New Campus Songbird Garden Nourishes, Supports Avian Visitors to UMass Amherst

 

AMHERST, Mass. – As fall migration takes the goldfinches, bluebirds, wrens and other songbirds that nest in western Massachusetts away for the winter, a few will be powered by seeds, bugs, nectar and fresh water on campus at the new Songbird Garden on Governors Drive. It’s the latest project launched by landscape management staff and students to make campus more welcoming year-round to wild creatures living in the area.
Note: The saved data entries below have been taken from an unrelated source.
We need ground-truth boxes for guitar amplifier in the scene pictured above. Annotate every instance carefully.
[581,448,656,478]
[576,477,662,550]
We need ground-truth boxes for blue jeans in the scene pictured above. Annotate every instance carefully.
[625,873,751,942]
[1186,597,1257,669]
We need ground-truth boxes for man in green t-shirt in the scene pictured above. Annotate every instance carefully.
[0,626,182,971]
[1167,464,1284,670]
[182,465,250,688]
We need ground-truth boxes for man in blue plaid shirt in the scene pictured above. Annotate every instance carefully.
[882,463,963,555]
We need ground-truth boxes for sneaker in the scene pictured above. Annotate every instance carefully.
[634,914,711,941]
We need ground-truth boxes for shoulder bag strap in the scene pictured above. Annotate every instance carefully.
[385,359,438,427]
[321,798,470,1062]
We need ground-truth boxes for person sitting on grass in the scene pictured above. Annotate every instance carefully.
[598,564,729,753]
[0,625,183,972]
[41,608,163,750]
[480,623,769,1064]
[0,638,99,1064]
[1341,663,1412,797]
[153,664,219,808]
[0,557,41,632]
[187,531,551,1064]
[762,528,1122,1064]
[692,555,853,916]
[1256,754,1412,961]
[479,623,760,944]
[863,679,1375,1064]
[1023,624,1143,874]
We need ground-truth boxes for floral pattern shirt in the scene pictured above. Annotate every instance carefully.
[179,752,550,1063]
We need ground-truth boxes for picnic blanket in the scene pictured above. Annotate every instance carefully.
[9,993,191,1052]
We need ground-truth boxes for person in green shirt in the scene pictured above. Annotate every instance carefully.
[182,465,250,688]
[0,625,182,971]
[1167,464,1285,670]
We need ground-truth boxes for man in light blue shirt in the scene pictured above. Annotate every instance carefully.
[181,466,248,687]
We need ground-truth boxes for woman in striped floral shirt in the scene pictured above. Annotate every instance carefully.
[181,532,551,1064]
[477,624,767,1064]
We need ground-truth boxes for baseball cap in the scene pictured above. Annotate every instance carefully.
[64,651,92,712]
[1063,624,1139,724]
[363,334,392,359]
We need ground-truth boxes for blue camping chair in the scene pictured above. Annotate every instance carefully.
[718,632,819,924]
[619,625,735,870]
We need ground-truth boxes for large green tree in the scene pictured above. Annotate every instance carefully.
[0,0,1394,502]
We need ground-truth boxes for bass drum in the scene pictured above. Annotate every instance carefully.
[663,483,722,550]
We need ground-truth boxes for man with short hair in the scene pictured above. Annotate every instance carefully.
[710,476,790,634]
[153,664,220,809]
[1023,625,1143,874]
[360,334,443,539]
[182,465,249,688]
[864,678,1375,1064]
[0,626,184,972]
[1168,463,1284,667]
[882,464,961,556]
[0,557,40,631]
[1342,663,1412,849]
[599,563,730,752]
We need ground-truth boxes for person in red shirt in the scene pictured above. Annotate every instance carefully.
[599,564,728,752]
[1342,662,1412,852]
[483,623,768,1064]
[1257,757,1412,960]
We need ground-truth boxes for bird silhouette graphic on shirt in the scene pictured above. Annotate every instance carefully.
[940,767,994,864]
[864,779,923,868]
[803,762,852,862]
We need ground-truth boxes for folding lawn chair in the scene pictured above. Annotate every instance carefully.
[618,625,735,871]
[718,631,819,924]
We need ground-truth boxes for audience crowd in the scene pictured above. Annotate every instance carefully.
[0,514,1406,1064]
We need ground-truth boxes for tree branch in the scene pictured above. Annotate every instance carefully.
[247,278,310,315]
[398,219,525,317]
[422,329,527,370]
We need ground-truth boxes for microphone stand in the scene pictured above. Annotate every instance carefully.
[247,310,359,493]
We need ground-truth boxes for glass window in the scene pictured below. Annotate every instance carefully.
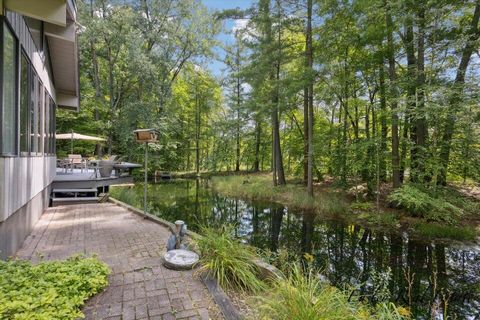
[37,82,43,155]
[49,97,55,154]
[1,23,17,155]
[30,73,38,154]
[20,53,29,153]
[44,91,49,154]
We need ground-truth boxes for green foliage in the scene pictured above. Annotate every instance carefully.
[414,223,476,241]
[388,185,462,224]
[195,227,265,292]
[0,255,110,320]
[212,174,348,215]
[256,265,410,320]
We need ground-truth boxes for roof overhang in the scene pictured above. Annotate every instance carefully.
[4,0,69,27]
[45,22,79,111]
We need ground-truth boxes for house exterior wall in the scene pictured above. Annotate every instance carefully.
[0,2,78,258]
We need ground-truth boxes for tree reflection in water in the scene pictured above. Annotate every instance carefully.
[140,180,480,319]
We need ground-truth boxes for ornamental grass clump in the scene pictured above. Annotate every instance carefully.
[256,265,372,320]
[256,265,410,320]
[0,255,110,320]
[196,227,265,292]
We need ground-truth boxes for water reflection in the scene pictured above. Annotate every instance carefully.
[131,180,480,318]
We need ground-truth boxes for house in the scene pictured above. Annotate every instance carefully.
[0,0,79,259]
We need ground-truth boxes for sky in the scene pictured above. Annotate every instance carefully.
[201,0,254,77]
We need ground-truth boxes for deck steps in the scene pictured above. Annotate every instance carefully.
[51,188,99,206]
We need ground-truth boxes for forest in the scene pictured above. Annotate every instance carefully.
[50,0,480,318]
[59,0,480,197]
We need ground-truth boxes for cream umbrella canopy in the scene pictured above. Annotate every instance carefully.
[56,131,106,154]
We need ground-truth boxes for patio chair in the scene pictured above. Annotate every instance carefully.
[68,154,87,172]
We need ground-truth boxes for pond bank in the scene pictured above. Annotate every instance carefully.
[211,173,480,242]
[109,179,480,318]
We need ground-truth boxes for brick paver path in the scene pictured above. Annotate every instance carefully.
[15,203,223,320]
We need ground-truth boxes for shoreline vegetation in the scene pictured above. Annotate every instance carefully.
[209,173,480,242]
[196,227,411,320]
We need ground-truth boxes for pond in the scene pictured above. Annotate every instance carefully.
[111,179,480,319]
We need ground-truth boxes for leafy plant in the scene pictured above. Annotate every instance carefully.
[195,227,265,292]
[388,185,462,224]
[0,255,110,320]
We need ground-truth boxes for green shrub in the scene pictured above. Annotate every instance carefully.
[388,185,462,224]
[0,255,110,320]
[195,227,265,292]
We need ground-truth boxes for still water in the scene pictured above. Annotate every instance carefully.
[112,179,480,319]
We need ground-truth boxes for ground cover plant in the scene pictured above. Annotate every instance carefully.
[0,255,110,320]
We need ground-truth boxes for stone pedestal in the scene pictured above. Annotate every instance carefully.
[163,249,199,270]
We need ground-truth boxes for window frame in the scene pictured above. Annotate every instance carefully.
[0,18,19,157]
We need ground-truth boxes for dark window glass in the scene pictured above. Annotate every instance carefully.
[44,91,48,154]
[37,83,43,155]
[49,97,55,154]
[1,23,17,154]
[20,54,29,153]
[30,73,38,153]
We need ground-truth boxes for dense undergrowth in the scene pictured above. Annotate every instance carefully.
[195,227,411,320]
[0,256,110,319]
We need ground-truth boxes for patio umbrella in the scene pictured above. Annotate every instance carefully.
[56,131,106,153]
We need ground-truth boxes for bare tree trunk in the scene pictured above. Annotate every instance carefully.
[404,13,417,182]
[235,46,241,172]
[253,118,261,172]
[378,60,388,182]
[438,0,480,185]
[385,0,401,188]
[90,0,102,156]
[416,3,428,181]
[195,88,200,175]
[306,0,314,196]
[303,87,309,185]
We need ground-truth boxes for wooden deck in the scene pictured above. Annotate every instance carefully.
[53,168,134,189]
[15,203,223,320]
Pam Monn, assistant director of Physical Plant, says the new garden was designed and planned by two Stockbridge School of Agriculture summer interns, Lee Michalopaulos and Eliza Forrest. Over much of the past summer, they worked with landscape and construction services staff to convert the grassy lawn and birch grove adjacent to the pollinator garden on Governors Drive into a songbird-friendly area to offer three specific essentials in all seasons – food, water and shelter.

Forrest, of Somerville, is a senior horticulture major in the Stockbridge School and Michalopaulos of Westford is pursuing an associate degree in sustainable horticulture. They worked closely with their graduate student mentor, Tierney Bocsi of Methuen, who is finishing her master’s degree in environmental conservation with a focus on urban forestry.

As Bocsi notes, “The overview for campus from the top down is that land use and ecological decisions should be not only nice for people, but should benefit the wildlife that shares our living space if possible.”

Her supervisor, head of landscape management Todd Cournoyer, agrees, and points to the pollinator garden added in 2017, restoring the banks of the Campus Pond in 2016, and this year placing six bluebird boxes around campus that produced four successful broods of bluebirds, one of tree swallows and one of wrens, as recent accomplishments. Future plans call for kestrel and bat boxes to be added on campus, plus turtle basking platforms in the Campus Pond.

For the Songbird Garden, the interns consulted with birder Dan Ziomek of Hadley Garden Center and others to develop a list of plants that provide one or more of the essential needs, says Michalopaulos. For example, a sumac hedgerow not only offers birds like robins and cedar waxwings shelter but is a source of nutritious berries in winter. Flowers like zinnia attract insects for insect-eating birds and offer goldfinches seeds in summer, and white cedar bushes provide shelter from the weather in all seasons, Forrest adds.

Chickadees raised one brood over the past summer in a nest box in the new garden and a house wren pair also successfully fledged young in another. “Shelter benefits birds, who don’t like to have to cross large open spaces that can be dangerous to them because of predators from the skies or cats on the ground,” Michalopaulos says. Forrest adds that they have been encouraging visitors to bring extra water on warm or dry days to replenish the granite basin tucked into the garden. “It’s a way everyone can contribute,” she notes.

Kathy Dion and Jennifer Konieczny are horticulturalists in landscape management who also worked closely with the interns. Dion points out, “The Stockbridge interns were supported by a large group of landscape services staff who excavated, laid stone and hardscape materials and planted shrubs and trees. Once the design was final, they brought in bluestone reclaimed from other campus projects and created beautiful paths through the Songbird Garden. They excavated sites and installed granite slab benches throughout the garden and created the granite watering bowls where birds can find fresh water to drink.”

Cournoyer, pointing to a bright yellow-and-black tiger swallowtail butterfly, adds, “It’s so close to traffic and all the hustle and bustle of the campus, but it still attracts a large variety of birds, animals and pollinating insects.” Monn says, “We’re very proud of the interns and this work. I think we learn as much from them as they learn from us.”